For the first time, our observations indicate that induction of these likely neutralizing antibodies appears to closely correlate with therapeutic outcome and complete elimination of HCV in contrast with several previous reports.5-9 In these last studies, viral escape from antibody-mediated neutralization occurred because the neutralizing antibodies identified were directed against the HVR1 of the E2 envelope protein. It resulted in interplay of the viral E2/HVR1 with HDL and scavenger receptor class B type I, an HDL receptor, which mediates protection from cross-neutralizing antibodies present in sera of both acute and chronic HCV-infected patients.5, 7 Here, the detected anti-E1E2A,B antibodies target unique highly conserved distinct regions outside the HVR1.

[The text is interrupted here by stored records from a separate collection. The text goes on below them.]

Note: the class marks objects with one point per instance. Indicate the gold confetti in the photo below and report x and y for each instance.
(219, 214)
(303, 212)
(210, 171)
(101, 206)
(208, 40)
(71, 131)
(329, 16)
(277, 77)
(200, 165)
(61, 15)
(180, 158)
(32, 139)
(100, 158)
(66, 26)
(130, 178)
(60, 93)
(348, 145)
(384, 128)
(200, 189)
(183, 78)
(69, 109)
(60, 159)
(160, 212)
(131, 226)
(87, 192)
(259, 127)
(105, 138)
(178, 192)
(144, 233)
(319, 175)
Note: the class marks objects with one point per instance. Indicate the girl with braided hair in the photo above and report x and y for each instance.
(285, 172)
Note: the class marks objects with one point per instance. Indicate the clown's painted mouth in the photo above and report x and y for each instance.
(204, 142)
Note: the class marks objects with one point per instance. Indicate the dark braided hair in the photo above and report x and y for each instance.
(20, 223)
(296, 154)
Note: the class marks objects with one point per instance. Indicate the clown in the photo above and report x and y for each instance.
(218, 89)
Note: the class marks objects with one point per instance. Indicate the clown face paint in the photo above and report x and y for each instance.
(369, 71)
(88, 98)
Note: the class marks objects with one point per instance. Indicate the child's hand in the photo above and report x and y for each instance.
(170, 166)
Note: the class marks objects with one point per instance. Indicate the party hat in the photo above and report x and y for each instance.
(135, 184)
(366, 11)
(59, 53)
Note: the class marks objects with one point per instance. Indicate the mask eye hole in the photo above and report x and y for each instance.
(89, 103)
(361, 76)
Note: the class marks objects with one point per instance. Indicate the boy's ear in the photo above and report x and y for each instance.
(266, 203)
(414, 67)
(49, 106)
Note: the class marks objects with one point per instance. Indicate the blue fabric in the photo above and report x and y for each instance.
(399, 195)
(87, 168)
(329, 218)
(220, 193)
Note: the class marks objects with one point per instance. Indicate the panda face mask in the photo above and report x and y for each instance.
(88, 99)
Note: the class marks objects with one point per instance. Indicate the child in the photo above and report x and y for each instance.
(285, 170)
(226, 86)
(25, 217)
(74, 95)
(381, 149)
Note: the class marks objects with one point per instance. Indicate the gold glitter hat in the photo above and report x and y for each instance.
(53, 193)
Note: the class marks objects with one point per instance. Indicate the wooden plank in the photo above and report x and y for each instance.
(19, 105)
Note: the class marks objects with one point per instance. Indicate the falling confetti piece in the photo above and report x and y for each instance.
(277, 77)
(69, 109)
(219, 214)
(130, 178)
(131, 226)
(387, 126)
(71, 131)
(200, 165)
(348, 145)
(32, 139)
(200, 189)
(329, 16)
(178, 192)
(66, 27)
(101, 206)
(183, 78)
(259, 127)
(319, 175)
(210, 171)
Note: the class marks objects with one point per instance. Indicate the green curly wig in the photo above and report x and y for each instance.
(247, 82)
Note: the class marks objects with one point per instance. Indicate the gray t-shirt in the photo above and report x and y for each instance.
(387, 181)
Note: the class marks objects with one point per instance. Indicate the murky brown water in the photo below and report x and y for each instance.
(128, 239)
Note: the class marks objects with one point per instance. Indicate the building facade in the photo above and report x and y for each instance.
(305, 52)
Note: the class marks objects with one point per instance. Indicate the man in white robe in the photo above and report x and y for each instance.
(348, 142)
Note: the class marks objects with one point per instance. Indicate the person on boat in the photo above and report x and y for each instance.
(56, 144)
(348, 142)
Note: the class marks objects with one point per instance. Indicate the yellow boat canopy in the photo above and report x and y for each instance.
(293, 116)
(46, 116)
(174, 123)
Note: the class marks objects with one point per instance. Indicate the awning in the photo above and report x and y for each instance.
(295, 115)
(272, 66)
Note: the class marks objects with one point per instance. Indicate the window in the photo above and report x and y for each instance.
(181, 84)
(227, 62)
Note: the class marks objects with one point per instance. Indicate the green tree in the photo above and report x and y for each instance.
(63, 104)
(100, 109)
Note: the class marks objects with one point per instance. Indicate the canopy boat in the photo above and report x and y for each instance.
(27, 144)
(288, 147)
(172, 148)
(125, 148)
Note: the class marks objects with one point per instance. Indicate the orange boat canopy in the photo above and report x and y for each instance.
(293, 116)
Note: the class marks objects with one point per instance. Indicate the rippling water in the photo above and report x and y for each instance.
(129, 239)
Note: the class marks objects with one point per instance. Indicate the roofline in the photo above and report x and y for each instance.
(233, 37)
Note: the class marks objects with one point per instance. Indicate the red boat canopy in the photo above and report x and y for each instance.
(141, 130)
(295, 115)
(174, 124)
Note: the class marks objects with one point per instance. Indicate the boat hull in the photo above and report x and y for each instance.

In conclusion, we demonstrated the clinical relevance of anti-E1E2A,B D32.10 epitope-binding humoral immune response in patients infected with HCV. We identified that the E1(aa297-306)-E2A(aa480-494)-E2B(aa613-621) D32.10 epitope was recognized by human antibodies only present in patients who resolved HCV infection spontaneously or under antiviral therapy. This suggests that E1E2A,B-specific antibodies are neutralizing, predictive for complete virus elimination and may represent a new relevant prognostic marker in serum. These findings have implications not only for the HCV diagnosis but also for the design of novel immunotherapeutic and preventive strategies against HCV.